You should prune your tomatoes for the best harvests. This again depends on your climate. If you live in a hot climate with intense sun and heat, you want to keep the leaves to help protect the tomatoes from sun scald. If you live in a damp area, you want to prune the tomato plant to allow good air circulation and sunlight.

Tomatoes love fertilizer! Actually, you only want to fertilize when you plant and again when the plant flowers. Too much nitrogen encourages leaf growth. Some that really sock the fertilizer to the plant end up with a giant green plant with no tomatoes. To help with flowering, fruiting and blossom end rot, be sure to get a fertilizer with plenty of phosphorous and calcium.

Tomatoes can’t be grown in pots. Tomatoes can be grown in pots, but not the big tomato plants or you have to grow them in a huge container like a whiskey barrel. Look for dwarf, pot, or patio types. You will need to put in a large pot and be prepared to water often.

Tomatoes need to be watered a lot. Actually, if you water your tomatoes a lot, you can end up with fungal diseases and mushy fruit. The trick with tomatoes is to keep their moisture even. Letting the ground crack and then drowning the plant will result in cracked fruit. In the hot times of the summer, you will likely need to water at least weekly. Be sure to not water the leaves, but the root.

When you see leaves dropping, something is wrong. This is a natural progression of the plant. As fruits begin to form, there is less energy for the leaves and some leaves will turn yellow and die.

A spindly tomato transplant is an unhealthy one. Actually the hairs on the stems can easily be transformed into roots. I take my transplants and remove the bottom leaves and plant on its side with only the top 4 leaves above ground. This gives the plant a good root system.

You can only transplant in early summer.

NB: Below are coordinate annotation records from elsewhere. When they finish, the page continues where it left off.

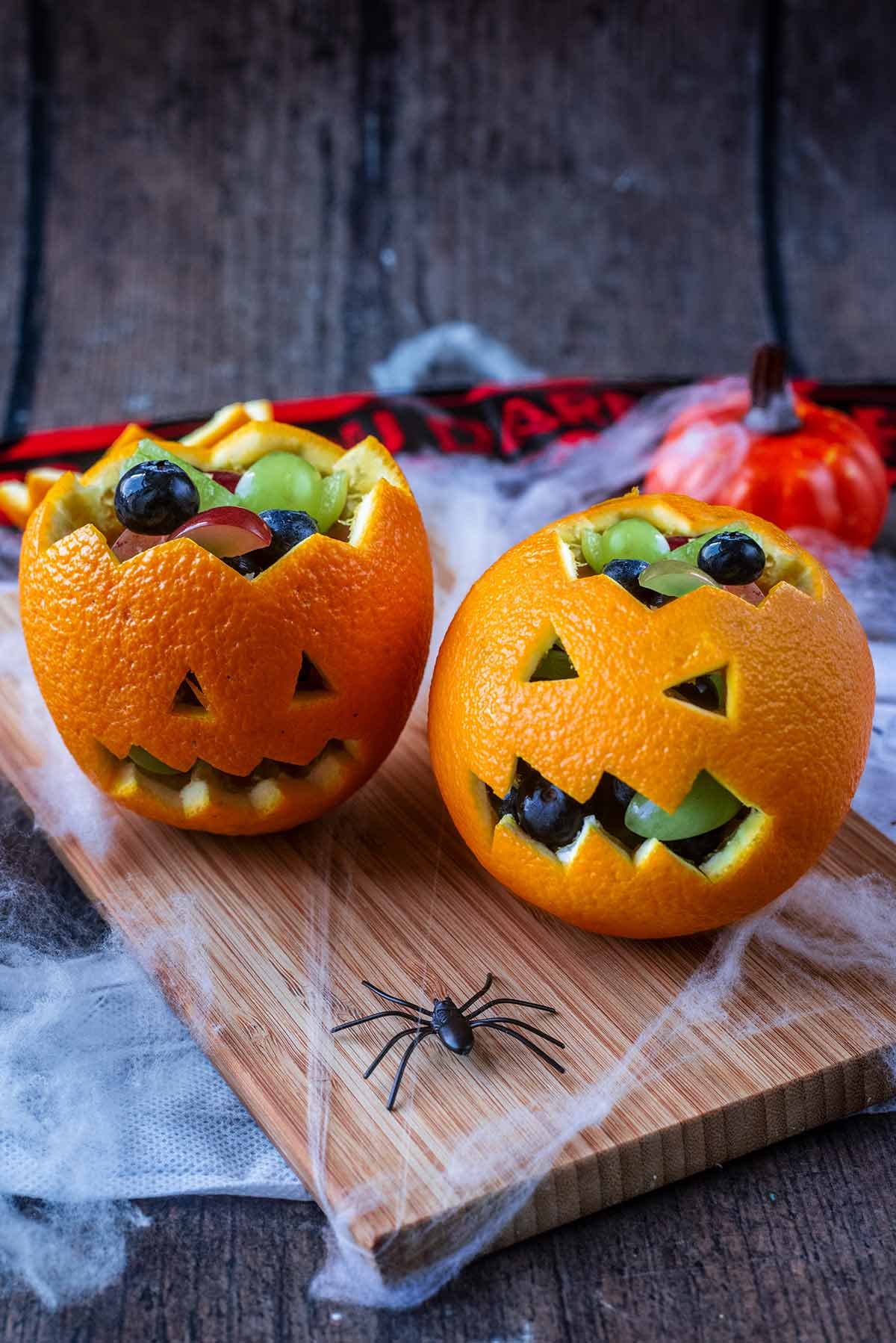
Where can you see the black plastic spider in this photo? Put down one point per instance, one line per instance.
(453, 1028)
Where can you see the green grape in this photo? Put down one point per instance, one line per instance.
(332, 501)
(149, 763)
(281, 481)
(593, 548)
(719, 681)
(709, 804)
(688, 553)
(633, 539)
(673, 579)
(211, 494)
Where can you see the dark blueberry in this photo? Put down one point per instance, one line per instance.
(504, 806)
(732, 558)
(622, 793)
(608, 804)
(699, 848)
(546, 813)
(287, 530)
(156, 497)
(626, 574)
(702, 692)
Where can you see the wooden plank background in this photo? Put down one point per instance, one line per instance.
(215, 200)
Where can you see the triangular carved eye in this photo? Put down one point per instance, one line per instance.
(309, 678)
(707, 692)
(555, 665)
(190, 698)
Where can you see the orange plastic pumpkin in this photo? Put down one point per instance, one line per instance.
(274, 698)
(790, 743)
(790, 461)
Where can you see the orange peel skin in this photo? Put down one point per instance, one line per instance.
(112, 642)
(791, 743)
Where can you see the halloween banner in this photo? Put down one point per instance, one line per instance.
(492, 421)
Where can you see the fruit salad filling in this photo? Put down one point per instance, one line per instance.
(657, 568)
(250, 518)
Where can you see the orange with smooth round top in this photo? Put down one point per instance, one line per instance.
(790, 744)
(113, 644)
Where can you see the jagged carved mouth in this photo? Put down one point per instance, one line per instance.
(264, 789)
(551, 819)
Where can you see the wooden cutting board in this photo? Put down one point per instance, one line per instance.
(242, 935)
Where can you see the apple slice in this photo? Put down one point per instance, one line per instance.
(226, 532)
(132, 543)
(227, 478)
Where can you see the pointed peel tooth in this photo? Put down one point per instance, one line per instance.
(195, 797)
(267, 795)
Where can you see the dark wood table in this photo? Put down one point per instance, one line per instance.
(215, 200)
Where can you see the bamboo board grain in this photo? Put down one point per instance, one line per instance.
(237, 930)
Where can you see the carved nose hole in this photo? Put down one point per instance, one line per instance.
(311, 678)
(190, 698)
(707, 692)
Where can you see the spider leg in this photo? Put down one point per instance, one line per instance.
(375, 1016)
(528, 1043)
(511, 1002)
(414, 1030)
(476, 997)
(514, 1021)
(403, 1065)
(402, 1002)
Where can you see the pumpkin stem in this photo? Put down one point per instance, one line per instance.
(773, 407)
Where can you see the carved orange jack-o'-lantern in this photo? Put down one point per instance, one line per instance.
(786, 738)
(265, 701)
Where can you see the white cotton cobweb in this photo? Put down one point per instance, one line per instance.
(107, 1099)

Actually, if your tomato plants are starting to fade in mid summer, you can put out new transplants that will give you fruit until the first frost.

When you make sauce, the skins and seeds have to be removed. I put whole tomatoes into the food processor. Some say that the skin and seeds can impart a bitter flavor. With the many types of tomatoes I have raised, this has never been a problem for me.

Only paste tomatoes can be used for sauce. I use all my tomatoes for sauce. The best for sauce for me are the most prolific tomato plants. These have been Yellow Pear and Juliet for us. I would ask your neighbors which ones give the most fruit if you are looking to put up by freezing or canning.

The last tip: Tomatoes are susceptible to fungal diseases. Do try to not plant your tomatoes in the same spot for four years. Fungal diseases stay in the soil and take a while to die out. The same goes for a pot. A way around it for a pot is to use new soil and disinfect the pot each year.